にわか雨の際に傘に入れてやったことがきっかけで、遊郭の女と知り合い、その女の下にしばらくは通うものの結局は別れていく。そんな体験を私小説として描いたもので、これは遊郭が公然とあった時代の話であり、当時はこうした小説がけっこうあったのかもしれない。「雪国」もこの範疇の傑作だともいえよう。こうしたものは、書きようによっては下品な小説になるのだが、それを救うのがある種の詩情であり、「濹東綺譚」も盛夏から秋に向かう季節を背景に、まだ江戸情緒の残る向島の雰囲気が描かれている。今、このあたりを散策しても、小説を思わせるようなものは何も残っていないだろう。作中にでてくる玉ノ井稲荷を検索してみたが、これもすっかり現代風の神社となっていて、作者が描いたものとはおそらくずいぶんと違うようである。

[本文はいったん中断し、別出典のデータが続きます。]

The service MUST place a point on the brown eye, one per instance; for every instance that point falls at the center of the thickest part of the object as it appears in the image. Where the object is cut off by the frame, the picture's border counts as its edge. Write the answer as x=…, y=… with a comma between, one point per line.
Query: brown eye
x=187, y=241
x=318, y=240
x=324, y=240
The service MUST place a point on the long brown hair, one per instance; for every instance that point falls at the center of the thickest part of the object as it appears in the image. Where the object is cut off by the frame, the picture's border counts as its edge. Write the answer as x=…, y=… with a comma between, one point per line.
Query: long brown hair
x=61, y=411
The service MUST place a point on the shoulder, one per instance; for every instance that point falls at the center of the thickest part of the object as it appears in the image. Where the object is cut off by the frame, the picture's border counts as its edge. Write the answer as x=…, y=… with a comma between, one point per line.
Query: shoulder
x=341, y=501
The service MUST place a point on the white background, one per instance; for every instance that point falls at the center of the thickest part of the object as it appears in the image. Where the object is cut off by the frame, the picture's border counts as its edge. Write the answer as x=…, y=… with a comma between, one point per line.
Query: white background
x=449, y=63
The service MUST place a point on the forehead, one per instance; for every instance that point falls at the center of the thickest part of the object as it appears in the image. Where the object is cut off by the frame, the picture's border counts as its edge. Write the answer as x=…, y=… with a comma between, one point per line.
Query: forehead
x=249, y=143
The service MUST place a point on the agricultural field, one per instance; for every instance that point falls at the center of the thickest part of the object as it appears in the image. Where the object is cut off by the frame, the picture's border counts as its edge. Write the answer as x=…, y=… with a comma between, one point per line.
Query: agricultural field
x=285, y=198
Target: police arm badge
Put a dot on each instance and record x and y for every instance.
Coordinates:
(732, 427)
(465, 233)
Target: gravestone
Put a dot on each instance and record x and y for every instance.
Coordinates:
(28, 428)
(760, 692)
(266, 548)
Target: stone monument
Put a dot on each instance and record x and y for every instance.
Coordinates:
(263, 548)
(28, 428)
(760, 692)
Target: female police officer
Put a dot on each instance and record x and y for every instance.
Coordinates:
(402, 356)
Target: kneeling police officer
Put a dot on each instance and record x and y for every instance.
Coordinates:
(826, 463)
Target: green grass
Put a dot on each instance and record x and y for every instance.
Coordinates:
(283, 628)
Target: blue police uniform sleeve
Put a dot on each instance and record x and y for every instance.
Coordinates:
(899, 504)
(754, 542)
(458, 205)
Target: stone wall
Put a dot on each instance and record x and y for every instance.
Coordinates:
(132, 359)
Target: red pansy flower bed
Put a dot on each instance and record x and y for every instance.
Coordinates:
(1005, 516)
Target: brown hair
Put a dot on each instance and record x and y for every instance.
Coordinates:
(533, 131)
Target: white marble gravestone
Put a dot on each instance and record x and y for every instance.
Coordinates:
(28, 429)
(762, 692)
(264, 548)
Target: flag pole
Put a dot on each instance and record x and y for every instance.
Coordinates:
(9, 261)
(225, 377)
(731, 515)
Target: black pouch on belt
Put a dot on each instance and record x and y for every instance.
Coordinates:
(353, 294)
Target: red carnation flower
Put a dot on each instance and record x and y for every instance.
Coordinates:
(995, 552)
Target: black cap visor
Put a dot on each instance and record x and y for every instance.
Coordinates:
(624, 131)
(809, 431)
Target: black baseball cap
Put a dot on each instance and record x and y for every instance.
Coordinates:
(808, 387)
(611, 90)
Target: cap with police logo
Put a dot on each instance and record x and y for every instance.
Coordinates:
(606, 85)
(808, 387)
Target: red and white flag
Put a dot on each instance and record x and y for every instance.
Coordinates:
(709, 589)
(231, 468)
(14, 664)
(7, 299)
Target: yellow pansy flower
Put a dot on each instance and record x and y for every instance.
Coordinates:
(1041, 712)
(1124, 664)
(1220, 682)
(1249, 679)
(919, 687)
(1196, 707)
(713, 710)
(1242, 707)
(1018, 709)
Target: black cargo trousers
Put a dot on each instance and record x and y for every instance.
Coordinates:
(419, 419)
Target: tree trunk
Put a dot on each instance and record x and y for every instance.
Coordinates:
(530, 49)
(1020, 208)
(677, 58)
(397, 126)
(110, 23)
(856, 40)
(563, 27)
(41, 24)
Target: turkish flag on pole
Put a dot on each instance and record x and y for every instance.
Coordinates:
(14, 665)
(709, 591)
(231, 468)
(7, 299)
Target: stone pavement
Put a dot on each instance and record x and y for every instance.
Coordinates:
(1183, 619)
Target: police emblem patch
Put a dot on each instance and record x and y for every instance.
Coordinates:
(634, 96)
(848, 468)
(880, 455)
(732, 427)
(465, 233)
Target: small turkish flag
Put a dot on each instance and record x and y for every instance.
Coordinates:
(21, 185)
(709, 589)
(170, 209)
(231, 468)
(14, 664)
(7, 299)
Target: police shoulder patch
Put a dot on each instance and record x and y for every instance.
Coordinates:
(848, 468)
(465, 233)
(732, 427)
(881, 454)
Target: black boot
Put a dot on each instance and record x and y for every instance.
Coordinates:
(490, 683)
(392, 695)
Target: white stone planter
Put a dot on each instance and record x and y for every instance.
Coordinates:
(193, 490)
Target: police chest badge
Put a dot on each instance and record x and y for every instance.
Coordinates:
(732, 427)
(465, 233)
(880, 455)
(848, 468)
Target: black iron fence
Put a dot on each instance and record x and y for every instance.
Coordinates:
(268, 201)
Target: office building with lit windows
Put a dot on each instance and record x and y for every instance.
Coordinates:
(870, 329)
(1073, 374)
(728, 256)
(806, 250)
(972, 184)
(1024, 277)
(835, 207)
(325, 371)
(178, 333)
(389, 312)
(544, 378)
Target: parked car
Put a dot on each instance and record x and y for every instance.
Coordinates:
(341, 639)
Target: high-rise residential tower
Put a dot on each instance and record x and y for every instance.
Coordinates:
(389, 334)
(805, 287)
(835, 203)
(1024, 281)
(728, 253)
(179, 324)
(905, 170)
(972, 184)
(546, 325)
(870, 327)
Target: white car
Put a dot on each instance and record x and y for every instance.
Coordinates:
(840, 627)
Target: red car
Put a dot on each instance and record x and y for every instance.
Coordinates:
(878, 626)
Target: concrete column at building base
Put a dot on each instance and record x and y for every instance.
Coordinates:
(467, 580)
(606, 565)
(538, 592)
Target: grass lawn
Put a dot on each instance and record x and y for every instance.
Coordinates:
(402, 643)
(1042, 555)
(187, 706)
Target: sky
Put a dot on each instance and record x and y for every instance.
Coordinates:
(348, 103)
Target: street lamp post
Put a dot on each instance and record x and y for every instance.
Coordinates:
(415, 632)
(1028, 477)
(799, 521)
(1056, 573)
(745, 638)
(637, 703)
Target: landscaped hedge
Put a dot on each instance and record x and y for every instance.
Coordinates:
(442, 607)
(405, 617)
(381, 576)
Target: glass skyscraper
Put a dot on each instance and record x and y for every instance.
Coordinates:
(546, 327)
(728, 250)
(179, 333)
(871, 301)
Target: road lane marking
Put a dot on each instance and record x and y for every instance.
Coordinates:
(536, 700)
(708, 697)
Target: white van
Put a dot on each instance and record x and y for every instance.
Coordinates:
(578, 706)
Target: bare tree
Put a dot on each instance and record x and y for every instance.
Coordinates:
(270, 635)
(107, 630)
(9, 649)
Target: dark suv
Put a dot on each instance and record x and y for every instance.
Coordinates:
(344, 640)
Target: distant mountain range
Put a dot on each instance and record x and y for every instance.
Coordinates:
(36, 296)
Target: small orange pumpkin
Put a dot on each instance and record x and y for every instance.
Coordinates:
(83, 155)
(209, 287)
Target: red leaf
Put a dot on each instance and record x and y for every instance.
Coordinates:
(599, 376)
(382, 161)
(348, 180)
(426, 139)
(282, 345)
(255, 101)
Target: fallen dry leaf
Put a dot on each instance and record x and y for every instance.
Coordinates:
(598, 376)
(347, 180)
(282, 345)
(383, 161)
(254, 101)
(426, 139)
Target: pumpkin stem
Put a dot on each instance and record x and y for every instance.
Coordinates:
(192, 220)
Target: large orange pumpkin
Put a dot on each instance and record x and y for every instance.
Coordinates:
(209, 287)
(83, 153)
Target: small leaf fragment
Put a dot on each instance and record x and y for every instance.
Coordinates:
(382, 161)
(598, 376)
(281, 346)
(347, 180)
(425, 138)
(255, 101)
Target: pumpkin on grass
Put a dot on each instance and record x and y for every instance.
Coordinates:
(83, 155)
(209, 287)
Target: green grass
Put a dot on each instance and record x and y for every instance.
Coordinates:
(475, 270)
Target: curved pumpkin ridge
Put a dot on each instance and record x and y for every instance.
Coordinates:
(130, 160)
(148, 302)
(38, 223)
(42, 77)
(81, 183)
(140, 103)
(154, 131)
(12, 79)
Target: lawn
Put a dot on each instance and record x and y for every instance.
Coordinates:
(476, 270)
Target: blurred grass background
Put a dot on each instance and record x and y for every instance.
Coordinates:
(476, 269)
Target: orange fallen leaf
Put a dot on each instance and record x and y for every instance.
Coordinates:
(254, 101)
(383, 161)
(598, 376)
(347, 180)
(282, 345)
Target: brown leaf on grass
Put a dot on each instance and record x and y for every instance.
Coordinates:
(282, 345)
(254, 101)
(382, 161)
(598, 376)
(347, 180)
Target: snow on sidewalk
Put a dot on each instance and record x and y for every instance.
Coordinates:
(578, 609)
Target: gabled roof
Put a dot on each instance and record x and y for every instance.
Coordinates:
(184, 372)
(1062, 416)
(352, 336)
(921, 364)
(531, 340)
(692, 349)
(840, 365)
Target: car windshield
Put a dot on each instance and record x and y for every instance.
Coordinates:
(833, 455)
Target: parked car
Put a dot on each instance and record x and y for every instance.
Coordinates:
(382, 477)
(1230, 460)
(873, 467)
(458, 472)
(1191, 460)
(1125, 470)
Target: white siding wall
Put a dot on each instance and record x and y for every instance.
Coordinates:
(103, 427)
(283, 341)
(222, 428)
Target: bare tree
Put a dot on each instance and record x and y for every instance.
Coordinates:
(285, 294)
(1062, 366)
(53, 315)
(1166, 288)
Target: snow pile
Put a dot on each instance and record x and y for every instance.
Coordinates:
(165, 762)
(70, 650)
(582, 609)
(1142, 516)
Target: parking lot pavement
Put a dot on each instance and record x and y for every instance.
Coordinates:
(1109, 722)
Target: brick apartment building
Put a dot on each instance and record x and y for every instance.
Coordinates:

角川文庫版で読んだのだが、ふんだんに掲載されている挿絵(連載当時のものだろうか)が非常に雰囲気があり、また、かなりの分量で作者の「贅言」なる後書きも掲載されている。贅言は、肩をこらずに書いた感じの雑文で面白い。当時(昭和11年)の風俗が事細かく諧謔を込めて書かれており、何かというと花電車なるものが走ったことや、アイスコーヒーやアイスティーが流行り始めたことなどの記述もある。後者については、本場ではそんな飲み物はないと洋行帰りらしく筆者はまゆをひそめている。東京音頭については、東京市が広くなったのを記念してできたものだが、贅言によると内情は日比谷の角にある百貨店の広告に過ぎず、その店で揃いの浴衣を買わなければ日比谷公園の盆踊り大会には入場できなかったそうである。ついでに盆踊り事情についても触れており、江戸時代には山の手の御屋敷の農村出身の奉公人に限って踊りが許されていたそうだ。今でも夏にはあちこちで盆踊りが行われているのだが、盆踊りや東京音頭にそんな歴史があるなんて知らなかった。
永井荷風はおそらく今では読まれていないだろう。父は尾張藩士から官庁に役人として勤めた人物であり、旧武士の中では秀才であり勝組であった。荷風はそれに反抗するように放蕩生活をしたが、一方で、当時はめずらしく洋行する機会も得て、その体験も小説にしている。こうした恵まれた体験や境遇がなければ作家として、これほど有名になることはなかったのかもしれない。